I have two Windows logins for the same computer at work, and I’ve been trying to make both of them as similar as possible. That means copying a lot of configuration files over from one login to another.

PuTTy is one tool I need for both logins, but alas, the session information is stored in the Windows Registry instead of a plain text file, something I learned from this informative article about transferring PuTTy settings between computers.

So what if I want to transfer session information between logins on the same computer?

One thing the article glosses over is the location in the Windows Registry where the information is stored. Rather than specifying to look under HKEY_USERS, Grant Robertson, the author of the article, instructs you to perform a search instead. That’s wise because the tree structure under HKEY_USERS will differ from computer to computer, or in my case, login to login.

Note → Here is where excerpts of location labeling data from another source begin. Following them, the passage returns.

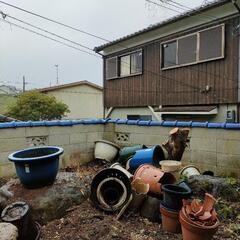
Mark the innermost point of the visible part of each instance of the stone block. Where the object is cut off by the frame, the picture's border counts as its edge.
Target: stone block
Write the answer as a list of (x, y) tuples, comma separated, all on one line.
[(228, 146), (4, 157), (78, 138), (149, 140), (204, 144), (60, 130), (94, 136), (228, 161), (37, 131), (59, 140), (203, 157), (12, 144), (12, 133)]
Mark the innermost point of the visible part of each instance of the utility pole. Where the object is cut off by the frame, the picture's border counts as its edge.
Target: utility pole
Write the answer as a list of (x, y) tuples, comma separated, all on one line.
[(24, 84), (56, 65)]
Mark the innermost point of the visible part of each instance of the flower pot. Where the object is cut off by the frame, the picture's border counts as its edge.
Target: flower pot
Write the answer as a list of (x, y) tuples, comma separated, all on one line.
[(170, 220), (19, 215), (173, 195), (38, 166), (196, 232), (105, 150), (127, 152), (170, 165), (139, 192), (110, 190), (119, 167), (147, 156), (189, 171), (153, 176), (150, 209)]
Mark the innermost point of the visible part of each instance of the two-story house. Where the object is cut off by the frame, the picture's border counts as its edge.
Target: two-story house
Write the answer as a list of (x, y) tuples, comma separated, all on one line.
[(185, 68)]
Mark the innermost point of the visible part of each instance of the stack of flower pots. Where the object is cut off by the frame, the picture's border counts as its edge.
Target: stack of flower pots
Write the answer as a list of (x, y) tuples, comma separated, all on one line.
[(199, 220), (172, 203)]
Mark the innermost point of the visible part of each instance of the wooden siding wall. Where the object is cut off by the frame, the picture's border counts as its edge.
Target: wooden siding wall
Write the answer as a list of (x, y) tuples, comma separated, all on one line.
[(178, 86)]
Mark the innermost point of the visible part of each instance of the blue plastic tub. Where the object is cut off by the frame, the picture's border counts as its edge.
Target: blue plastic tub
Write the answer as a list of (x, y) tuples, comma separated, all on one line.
[(147, 156), (38, 166)]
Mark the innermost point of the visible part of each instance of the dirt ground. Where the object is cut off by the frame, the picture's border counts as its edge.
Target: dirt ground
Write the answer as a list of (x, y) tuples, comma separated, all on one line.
[(85, 222)]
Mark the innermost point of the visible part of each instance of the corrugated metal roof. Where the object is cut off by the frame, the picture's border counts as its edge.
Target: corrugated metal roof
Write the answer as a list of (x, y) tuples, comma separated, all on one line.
[(84, 82), (165, 22)]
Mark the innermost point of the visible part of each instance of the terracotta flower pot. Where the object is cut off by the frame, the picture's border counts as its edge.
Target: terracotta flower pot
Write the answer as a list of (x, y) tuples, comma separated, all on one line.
[(170, 220), (196, 232), (154, 177)]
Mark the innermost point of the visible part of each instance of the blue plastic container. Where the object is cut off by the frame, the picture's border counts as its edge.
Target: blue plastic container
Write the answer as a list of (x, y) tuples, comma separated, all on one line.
[(38, 166), (147, 156)]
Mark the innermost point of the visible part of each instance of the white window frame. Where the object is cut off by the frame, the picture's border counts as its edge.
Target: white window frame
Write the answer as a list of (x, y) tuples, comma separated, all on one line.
[(197, 48)]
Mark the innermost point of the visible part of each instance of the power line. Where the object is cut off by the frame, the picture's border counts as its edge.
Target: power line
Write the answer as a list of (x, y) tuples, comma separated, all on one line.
[(184, 84), (54, 21), (55, 40), (46, 31)]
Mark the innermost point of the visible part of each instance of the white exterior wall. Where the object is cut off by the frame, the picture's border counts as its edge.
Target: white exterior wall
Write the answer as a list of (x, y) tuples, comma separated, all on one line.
[(84, 102), (121, 113)]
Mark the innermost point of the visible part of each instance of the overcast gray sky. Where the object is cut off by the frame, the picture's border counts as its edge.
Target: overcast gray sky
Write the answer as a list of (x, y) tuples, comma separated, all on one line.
[(23, 53)]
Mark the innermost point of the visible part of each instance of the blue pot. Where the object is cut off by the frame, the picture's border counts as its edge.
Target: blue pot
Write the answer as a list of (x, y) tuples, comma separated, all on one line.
[(147, 156), (38, 166)]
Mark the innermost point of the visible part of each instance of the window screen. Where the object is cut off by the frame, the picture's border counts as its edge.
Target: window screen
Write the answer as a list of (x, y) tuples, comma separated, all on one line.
[(187, 49), (211, 43), (169, 54), (136, 62), (111, 67), (125, 65)]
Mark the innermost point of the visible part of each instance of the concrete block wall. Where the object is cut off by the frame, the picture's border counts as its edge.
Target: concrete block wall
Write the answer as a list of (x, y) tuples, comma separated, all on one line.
[(217, 150), (76, 140)]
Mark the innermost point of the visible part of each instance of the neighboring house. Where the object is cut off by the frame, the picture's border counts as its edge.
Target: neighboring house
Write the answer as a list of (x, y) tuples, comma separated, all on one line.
[(84, 99), (9, 90), (185, 68)]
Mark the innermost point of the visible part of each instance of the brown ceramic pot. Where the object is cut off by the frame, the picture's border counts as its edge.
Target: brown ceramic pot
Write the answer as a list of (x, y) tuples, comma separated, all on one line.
[(154, 177), (170, 220), (195, 232)]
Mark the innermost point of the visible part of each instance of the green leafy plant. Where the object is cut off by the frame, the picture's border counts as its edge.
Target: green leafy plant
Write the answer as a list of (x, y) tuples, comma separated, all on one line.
[(35, 106)]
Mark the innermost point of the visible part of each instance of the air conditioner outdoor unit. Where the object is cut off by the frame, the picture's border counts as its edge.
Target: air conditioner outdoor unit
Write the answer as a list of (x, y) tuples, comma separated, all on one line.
[(231, 115)]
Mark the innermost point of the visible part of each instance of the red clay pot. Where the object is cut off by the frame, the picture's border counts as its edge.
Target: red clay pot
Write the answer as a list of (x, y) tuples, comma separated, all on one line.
[(194, 232), (154, 177), (170, 220)]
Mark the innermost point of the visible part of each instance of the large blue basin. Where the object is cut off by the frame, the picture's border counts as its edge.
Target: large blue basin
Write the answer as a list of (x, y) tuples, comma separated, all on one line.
[(37, 166)]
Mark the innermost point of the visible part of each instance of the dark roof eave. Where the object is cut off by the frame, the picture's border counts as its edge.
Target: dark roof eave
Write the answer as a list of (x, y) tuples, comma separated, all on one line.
[(163, 23)]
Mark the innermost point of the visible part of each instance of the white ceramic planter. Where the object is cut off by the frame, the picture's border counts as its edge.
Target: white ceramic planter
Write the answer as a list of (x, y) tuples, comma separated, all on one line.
[(105, 150), (119, 167), (189, 171)]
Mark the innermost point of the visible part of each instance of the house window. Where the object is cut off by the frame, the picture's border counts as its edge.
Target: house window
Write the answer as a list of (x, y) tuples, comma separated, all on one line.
[(131, 64), (187, 49), (211, 44), (169, 54), (200, 46), (111, 68)]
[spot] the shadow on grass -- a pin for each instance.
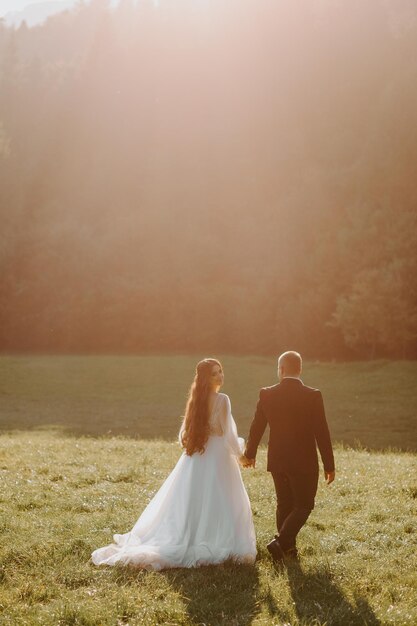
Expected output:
(217, 595)
(318, 599)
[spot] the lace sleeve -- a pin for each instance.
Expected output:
(235, 443)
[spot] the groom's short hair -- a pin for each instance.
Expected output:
(291, 361)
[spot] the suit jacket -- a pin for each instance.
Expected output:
(297, 422)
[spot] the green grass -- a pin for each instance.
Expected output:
(372, 404)
(62, 496)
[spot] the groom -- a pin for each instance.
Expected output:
(297, 422)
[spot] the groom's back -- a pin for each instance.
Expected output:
(292, 411)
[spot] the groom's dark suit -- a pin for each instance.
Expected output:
(297, 422)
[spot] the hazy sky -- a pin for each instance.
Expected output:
(17, 5)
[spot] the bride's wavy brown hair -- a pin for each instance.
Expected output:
(195, 427)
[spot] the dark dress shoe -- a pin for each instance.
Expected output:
(291, 554)
(275, 550)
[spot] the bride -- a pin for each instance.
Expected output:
(201, 515)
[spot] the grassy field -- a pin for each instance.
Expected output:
(62, 496)
(372, 404)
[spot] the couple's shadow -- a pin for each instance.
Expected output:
(318, 599)
(219, 594)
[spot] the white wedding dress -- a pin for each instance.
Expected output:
(201, 515)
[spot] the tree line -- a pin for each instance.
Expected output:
(211, 176)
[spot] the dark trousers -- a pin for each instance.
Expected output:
(295, 501)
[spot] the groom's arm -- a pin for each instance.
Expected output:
(322, 434)
(256, 431)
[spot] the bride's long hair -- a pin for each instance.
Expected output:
(195, 426)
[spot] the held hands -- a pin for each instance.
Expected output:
(245, 462)
(329, 476)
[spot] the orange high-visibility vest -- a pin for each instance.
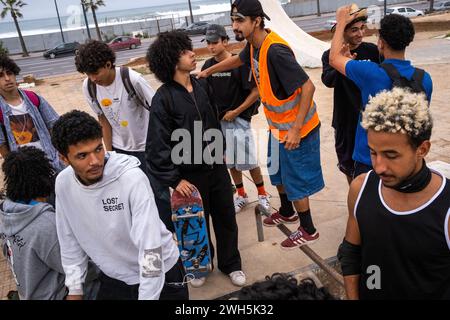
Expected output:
(280, 114)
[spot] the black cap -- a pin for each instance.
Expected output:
(249, 8)
(215, 32)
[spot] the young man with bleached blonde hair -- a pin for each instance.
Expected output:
(397, 243)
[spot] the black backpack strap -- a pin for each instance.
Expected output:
(393, 73)
(92, 90)
(125, 75)
(417, 83)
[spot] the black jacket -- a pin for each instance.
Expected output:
(174, 108)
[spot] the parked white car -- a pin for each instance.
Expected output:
(405, 11)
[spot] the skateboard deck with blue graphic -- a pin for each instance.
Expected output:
(192, 235)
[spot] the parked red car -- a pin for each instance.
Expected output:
(124, 42)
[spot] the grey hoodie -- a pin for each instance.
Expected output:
(115, 222)
(30, 243)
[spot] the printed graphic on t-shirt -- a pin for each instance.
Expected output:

Most of the situations where I’ve had to edit the Windows Registry involved making changes to HKEY_CURRENT_USER or HKEY_LOCAL_MACHINE, and they usually involved the SOFTWARE key. For example:

HKEY_CURRENT_USER\Software\Microsoft\Windows\CurrentVersion\Explorer

HKEY_USERS is similar with one exception — the first nested level is a unique identifier for a particular login:

HKEY_USERS\{unique key}\Software\SimonTatham\PuTTY\Sessions

So the trick when transferring sessions between users is to figure out which unique key to use. What I ended up doing is using the search function to find the various instances where the PuTTY\Sessions key was repeated. One of them would have my sessions. (Let’s identify it as S-1-5-21-1234567890-123456789-1234567890-123456.) The other would not. (We’ll call that one S-1-5-21-0987654321-987654321-0987654321-654321.)

When I found the key that contained my PuTTy sessions, I exported it. Then I edited that export in Notepad and changed any reference to the unique identifier of my original login to the unique identifier of my new login.

HKEY_USERS\S-1-5-21-1234567890-123456789-1234567890-123456\Software\SimonTatham\PuTTY\Sessions

becomes

HKEY_USERS\S-1-5-21-0987654321-987654321-0987654321-654321\Software\SimonTatham\PuTTY\Sessions

I then imported the edited export file back into the Windows Registry.

When I launched PuTTY, the sessions were listed under my new login.